I ended up accidentally just giving books out to ponies. How the hell was I supposed to know they had to sign the check-out list. Last time I was in a library to get a book was when I was seven!

ANYWAYS. Getting a little off topic. Purplesmarts sent me to her friend Rarity for a job. The struggle continued throughout the day a little something like this; set fire to Rarity's favorite silk, could only knock down a single apple at Applejack's farm, got mauled by tiny animals at Fluttershy's, and with Rainbow? Well, I can't exactly fucking fly.

That left Pinkie. And baking...

Since I never really had to bake or cook anything in my life, I didn't know if I was any good or not. The Cakes gave me a little test to see if I could make something tasty. They told me I had to bake anything I wanted, but it had to up to par with their standards (Fare, right?).

Even before I took my brownies out of the damn oven, they told me I was hired and I could start the next day. It took Pinkie all of a second to attach herself to my back and tell me how much fun we were going to have as baking buddies.

That was almost a full three years ago. Since then, I've earned enough bits (Equestrian currency) to buy myself a nice little home. Nothing special, a little place with a bedroom, bathroom, kitchen, living room, dining room, and a spare room if I ever decide I want to get passed myself being a prick. No t.v, or computer, just my ipod I happened to have finished charging and placed in my pocket before 8-bit Pinkie came by. (Still trying to put two and two together. She says she has no clue what I'm talking about, but her ravages to the fourth wall beg to differ).

And that's where I am, now. Sitting in my armchair, looking out my bay-window, listening to ACDC like a champ.

Normal end to a not-so normal life. Ponies are weird, man.

Pinkie POV

He hugged me... He NEVER hugs me.

But Pinkie, you've hugged him thousands of times. You've even given him a wake-up hug. Remember that weird thing poking you under his sheets?

But he got mad at me for that! Although you're right... I've hugged him so many times it's stupid to not be used to it.

Then why is our heart beating so fast?

*SMACK*

Huffing and throwing a coconut cream pie (HER FAVORITE) at figurative Pinkie, she cannon-balled into her bed where Gummy was to comfort her.

Attaching his toothless jaws to her poofy mane in his affectionate manner, she broke the silence between them.
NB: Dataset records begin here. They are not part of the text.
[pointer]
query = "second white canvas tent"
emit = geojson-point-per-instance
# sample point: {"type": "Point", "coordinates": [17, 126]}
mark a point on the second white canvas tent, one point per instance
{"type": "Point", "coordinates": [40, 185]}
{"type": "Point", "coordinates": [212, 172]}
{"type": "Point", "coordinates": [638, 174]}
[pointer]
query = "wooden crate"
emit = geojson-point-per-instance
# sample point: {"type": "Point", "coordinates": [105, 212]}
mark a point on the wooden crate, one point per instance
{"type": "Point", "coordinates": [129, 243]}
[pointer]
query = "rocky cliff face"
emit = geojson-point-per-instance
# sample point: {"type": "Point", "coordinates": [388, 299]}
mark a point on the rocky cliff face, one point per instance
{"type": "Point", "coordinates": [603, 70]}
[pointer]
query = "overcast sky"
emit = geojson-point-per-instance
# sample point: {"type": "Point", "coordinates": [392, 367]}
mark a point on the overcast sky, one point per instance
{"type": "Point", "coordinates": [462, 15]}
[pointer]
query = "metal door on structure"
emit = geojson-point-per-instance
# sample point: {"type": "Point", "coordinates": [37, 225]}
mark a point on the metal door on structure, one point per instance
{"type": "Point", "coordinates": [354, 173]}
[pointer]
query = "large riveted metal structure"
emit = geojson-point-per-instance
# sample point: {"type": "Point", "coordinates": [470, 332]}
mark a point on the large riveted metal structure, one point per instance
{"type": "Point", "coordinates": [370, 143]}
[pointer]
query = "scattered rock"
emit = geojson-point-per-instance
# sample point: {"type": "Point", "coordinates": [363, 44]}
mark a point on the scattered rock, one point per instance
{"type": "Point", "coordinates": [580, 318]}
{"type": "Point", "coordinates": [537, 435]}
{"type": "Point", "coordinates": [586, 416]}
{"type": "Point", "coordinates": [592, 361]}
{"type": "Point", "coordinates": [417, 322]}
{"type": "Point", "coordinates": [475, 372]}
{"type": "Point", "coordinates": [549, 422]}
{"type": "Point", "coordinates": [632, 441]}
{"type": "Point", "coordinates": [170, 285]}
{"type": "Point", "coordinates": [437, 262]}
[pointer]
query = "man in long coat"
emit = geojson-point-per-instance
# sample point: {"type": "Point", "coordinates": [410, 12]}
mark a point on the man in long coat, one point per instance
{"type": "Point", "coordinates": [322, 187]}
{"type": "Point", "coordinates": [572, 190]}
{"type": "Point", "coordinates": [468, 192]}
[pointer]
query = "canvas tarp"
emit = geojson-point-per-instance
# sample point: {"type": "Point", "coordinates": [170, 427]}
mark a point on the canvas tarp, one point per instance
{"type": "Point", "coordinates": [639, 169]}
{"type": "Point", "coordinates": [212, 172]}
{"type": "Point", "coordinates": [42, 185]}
"Why is my heart going all poundy pound, Gummy? I don't like it anymore..."

The gator blinked a few times in response.

"You really think that, Gummy?" Unhooking his jaws from her hair, he licked her face and flopped onto the bed. "I... But Gummy, he doesn't like ponies that way. Applejack already tried that, and remember his face and the long lines of, "Nopenopenopenopenopenopenopenopenope" that followed?"

Gummy blinked his left eye and Pinkie gave a sad sigh before curling up with him in her embrace.

"You're the bestester pet ever, Gummy."


Author's Note

BAM. Got bored and felt sad so I decided to write a happy fic. Don't worry, the happiness IS coming.